The major causes of thrombocytosis can be divided into reactive and clonal thrombocytosis. Reactive causes include transient processes such as acute blood loss, acute infection or inflammation, extreme physical exertion, or other stress. Sustained forms of reactive thrombocytosis include iron deficiency, hemolytic anemia, asplenia, cancer, chronic inflammatory or infectious diseases, and rare drug reactions.
Clonal thrombocytosis is typically due to a chronic MPN particularly ET and pre-PMF. These clonal disorders are associated with adverse events related to the thrombocytosis, including thrombotic, vascular and bleeding complications.

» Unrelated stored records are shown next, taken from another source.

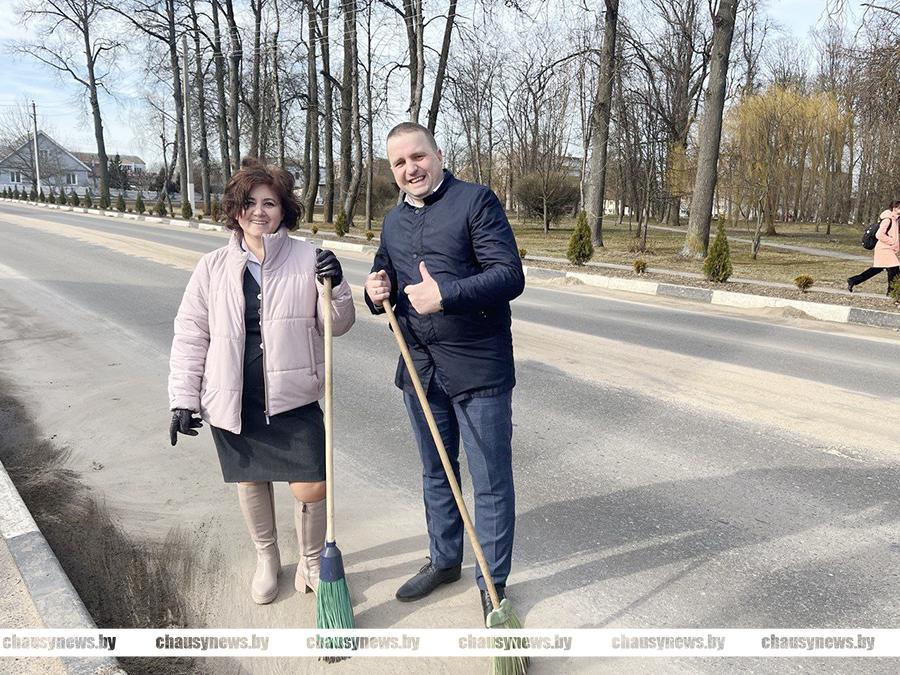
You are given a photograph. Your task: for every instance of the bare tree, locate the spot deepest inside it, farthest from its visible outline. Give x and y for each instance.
(312, 114)
(328, 92)
(697, 238)
(442, 67)
(200, 89)
(600, 124)
(67, 39)
(161, 23)
(221, 99)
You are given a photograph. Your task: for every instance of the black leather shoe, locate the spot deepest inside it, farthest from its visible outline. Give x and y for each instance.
(486, 605)
(428, 578)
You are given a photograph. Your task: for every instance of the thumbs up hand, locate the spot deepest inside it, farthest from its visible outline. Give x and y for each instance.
(425, 297)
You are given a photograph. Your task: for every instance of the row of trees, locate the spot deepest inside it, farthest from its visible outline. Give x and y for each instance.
(554, 105)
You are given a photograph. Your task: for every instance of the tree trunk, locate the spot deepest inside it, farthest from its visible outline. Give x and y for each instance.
(178, 96)
(415, 38)
(95, 113)
(201, 112)
(329, 114)
(255, 94)
(234, 81)
(276, 90)
(221, 101)
(312, 115)
(600, 124)
(346, 91)
(696, 241)
(352, 193)
(442, 68)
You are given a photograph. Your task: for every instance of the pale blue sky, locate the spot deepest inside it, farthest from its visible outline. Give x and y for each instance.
(61, 115)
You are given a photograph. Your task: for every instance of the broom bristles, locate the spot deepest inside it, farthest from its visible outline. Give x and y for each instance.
(505, 617)
(333, 606)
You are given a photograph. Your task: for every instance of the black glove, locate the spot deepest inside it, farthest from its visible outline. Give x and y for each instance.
(185, 422)
(327, 265)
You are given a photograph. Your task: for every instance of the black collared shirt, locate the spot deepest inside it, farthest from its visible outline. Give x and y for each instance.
(462, 234)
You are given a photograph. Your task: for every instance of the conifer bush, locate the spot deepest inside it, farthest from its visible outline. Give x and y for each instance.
(894, 292)
(340, 224)
(804, 282)
(580, 247)
(717, 266)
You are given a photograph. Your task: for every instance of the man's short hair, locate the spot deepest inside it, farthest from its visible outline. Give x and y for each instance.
(412, 127)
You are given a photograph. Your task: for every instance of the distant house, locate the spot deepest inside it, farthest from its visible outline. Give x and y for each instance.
(58, 167)
(295, 168)
(134, 164)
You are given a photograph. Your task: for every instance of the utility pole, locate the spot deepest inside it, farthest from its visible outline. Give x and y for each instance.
(187, 124)
(37, 165)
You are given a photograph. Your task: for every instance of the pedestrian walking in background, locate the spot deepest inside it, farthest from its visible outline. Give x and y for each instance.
(248, 356)
(886, 248)
(449, 264)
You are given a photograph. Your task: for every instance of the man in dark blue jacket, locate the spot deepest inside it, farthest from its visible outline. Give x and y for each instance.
(449, 265)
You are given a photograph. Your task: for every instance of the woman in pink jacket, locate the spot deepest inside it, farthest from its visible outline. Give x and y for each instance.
(248, 356)
(886, 249)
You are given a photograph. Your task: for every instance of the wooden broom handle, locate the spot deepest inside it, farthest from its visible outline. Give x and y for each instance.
(329, 433)
(442, 451)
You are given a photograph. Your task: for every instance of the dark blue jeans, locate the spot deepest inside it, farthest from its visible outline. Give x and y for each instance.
(485, 425)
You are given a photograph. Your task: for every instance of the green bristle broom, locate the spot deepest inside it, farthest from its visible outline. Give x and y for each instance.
(333, 606)
(503, 615)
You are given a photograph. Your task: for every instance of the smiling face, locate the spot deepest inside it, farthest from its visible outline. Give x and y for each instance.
(262, 213)
(416, 165)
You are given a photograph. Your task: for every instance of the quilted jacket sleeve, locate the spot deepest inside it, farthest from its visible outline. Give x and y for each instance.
(343, 312)
(191, 342)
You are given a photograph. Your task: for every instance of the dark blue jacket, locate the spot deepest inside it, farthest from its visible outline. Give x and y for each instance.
(467, 244)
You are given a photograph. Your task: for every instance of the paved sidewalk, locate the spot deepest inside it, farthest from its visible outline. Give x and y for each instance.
(18, 611)
(808, 250)
(36, 591)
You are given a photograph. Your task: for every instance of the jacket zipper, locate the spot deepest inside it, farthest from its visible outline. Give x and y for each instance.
(244, 345)
(262, 281)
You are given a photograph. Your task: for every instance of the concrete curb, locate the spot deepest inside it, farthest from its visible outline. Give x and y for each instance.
(818, 310)
(53, 595)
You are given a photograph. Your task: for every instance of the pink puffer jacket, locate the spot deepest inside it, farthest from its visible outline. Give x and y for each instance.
(888, 244)
(207, 360)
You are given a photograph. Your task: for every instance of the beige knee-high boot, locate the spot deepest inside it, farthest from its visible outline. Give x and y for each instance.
(310, 521)
(258, 506)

Calreticulin (CALR) gene mutation is now a major criterion for establishing the diagnosis of classical myeloproliferative neoplasms (essential thrombocythemia, prefibrotic primary myelofibrosis and primary myelofibrosis). It is the second common gene mutation encountered in these disorders after JAK2 mutation as it accounts for about 25-30% of cases. Cases with CALR mutation show distinct clinical and laboratory features from JAK2 mutated cases, being younger in age, with lower hemoglobin level, higher platelet count and lower thrombotic risk.
The current study aimed at detecting CALR gene mutation in adult Egyptian patients with persistent thrombocytosis for ≥ 3 months. Furthermore, evaluating the clinical and epidemiological features together with laboratory data of the studied patients in correlation with their mutation status.
Fifty patients with persistent thrombocytosis (≥ 3 months) were divided into 2 subgroups according to the cause resulting in thrombocytosis (1ry or 2ry). The patients were evaluated for the presence of CALR mutation using HRM PCR.
All patients with reactive thrombocytosis didn’t reveal to harbor the CALR mutation except for one patient with metastatic cancer colon which is considered an uncommon finding as most of recurrent mutations in the CALR gene occurs in MPNs despite a small number of mutations reported in different solid tumors.
In clonal thrombocytosis, CALR mutations were observed in 30% of ET cases, while JAK2 mutation positive cases were about 53.3% and about 13.3% of cases were double negative for both mutations. One patient with ET was identified to harbor both JAK2 and CALR mutations adding an exception for the mutual exclusivity of both mutations.
As regard the impact of CALR mutation on the clinical phenotype of the patient, we noticed that the CALR mutation positive cases were younger, with lower TLC and hemoglobin level, higher platelets count and LDH level than JAK2 mutation positive cases. In addition, CALR mutated patients show reduced incidence for developing a major thrombotic event and tendency of megakaryocytes to form clusters on bone marrow examination.
In the current study, no significant differences regarding organomegaly and RBCs indices (MCV, MCH, MCHC and RDW) were observed between CALR mutated and JAK2 mutated groups.
In conclusion, detection of CALR mutation in cases of persistent thrombocytosis could help distinguishing 1ry and 2ry thrombocytosis and might uncover the presence of ongoing clonal disorder. This also could help in predicting the clinical phenotype and disease outcome. Eventually, detection of CALR mutation by HRM PCR could be used as screening test saving time and money, then the positive samples are to be validated and further identified by sequencing techniques.